I often picked my parents out at random or because I had heard good things about them. I would say, "these are my parents," and then watch them carefully and make sure I did what they did. I learned as much as I could from a variety of these made-up parents, some of whom suspected something I know that. They said I was an odd duck and left it at that but then they would reveal themselves to be the odd ducks so I had another good laugh and moved on to another "community." There were many of those and the wonderful barriers they put up did not allow the community I had left to follow me and demand I tell them the truth or admit that I was using them because I didn't know who I was. A barrier was as good as a secret. How filled they were of themselves! All they could breathe were their ideas about who they were and what they were trying to accomplish.
I suppose people said I tried to fit in, I tried to be a regular guy so I wouldn't be constantly forced to remember myself and my origins. No, I tried to fit in because I was by nature polite and didn't want to make waves. I was only interested in knowing how I had come about. I couldn't leap up at a meeting or party and just blurt it out what would people make of that? No, I had to cultivate people and get them to see me as inoffensive as a pair of old shoes. When suspicions developed I had to make a quick decision of whether to leave the community and find a new one or try to fake my way through it. I almost always jumped ship and joined a new community and then set about to find those I could talk with, in private, in a kind of confessional way giving them, of course, all the power to determine, even, who I was. So I had to be cautious about it. Discrete. It was very difficult when fine looking women tried to seduce me. I didn't even realize I was capable of being seduced and it led to very embarrassing, even humiliating, episodes. For instance, I thought an erect penis was for show and paraded around one night with my back arched and hands on my hips after this beautiful woman had gotten my clothes off at a party. Fortunately it was a small gathering and most people laughed and told me to sober up. I could tell the laughter was meant to change my behavior so ran back into the bedroom where the beautiful woman was sitting brushing her hair out, sitting cross-legged, completely naked with pins in her mouth. "Well, you've must be a nut case so I'm leaving." Then she began to take her hands and fight off the erection, batting it from side to side until it hurt. After that incident I always associated the sex act with pain and stopped even thinking about it.

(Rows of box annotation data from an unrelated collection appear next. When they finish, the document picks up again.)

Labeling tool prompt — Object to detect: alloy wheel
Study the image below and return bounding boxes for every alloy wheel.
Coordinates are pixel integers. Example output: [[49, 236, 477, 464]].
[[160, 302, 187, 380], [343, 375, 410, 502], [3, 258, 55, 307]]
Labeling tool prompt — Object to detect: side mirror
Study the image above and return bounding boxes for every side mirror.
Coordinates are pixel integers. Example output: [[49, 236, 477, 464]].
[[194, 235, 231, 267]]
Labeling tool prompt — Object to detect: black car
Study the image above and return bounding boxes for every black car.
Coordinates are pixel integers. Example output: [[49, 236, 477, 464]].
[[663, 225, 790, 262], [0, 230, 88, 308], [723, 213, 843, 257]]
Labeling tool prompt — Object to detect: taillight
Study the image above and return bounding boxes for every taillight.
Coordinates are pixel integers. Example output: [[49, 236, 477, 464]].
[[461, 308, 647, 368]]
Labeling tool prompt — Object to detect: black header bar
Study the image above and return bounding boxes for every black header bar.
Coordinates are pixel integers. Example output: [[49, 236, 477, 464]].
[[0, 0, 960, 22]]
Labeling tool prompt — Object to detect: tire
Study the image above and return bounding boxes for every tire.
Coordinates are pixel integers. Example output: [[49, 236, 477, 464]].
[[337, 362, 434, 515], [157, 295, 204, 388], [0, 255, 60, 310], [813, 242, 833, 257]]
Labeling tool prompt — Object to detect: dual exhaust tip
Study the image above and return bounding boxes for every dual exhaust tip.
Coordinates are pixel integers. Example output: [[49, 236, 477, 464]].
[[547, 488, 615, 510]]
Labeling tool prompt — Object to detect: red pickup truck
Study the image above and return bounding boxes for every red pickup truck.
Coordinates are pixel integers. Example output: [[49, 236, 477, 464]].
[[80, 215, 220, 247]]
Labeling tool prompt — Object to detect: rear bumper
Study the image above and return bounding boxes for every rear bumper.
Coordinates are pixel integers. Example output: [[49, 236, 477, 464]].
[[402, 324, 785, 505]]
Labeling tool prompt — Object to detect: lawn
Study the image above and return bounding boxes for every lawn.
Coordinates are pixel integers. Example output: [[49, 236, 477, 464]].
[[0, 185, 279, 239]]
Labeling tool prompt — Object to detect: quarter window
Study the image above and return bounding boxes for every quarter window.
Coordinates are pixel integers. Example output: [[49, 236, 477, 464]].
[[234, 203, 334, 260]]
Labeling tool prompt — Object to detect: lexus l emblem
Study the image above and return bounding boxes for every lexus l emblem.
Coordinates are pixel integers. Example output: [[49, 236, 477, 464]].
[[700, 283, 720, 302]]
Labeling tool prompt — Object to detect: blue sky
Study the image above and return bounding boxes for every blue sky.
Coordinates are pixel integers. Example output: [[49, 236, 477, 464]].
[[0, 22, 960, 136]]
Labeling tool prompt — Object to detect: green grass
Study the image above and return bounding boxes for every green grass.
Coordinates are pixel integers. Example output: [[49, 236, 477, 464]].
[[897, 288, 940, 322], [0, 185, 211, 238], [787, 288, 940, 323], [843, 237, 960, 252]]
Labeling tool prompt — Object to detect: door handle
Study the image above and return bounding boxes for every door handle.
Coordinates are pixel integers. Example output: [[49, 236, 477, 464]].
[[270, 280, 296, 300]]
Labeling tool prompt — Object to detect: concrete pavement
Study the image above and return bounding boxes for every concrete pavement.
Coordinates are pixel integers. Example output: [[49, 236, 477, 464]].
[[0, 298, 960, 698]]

(Ending) So yes, it is true that men and even some women came into being under the strangest circumstances and were destined the unhappy fate of having to make it all up because their memory was practically null and void. Perhaps many generations of my type have passed through, always at the verge but never quite unlocking the key before they do what they share with all the animals, they die. And perhaps I am the first of a sort, conscious now of this peculiarity and understanding that rather than a great flaw it is a strength. A power that needs a strategy!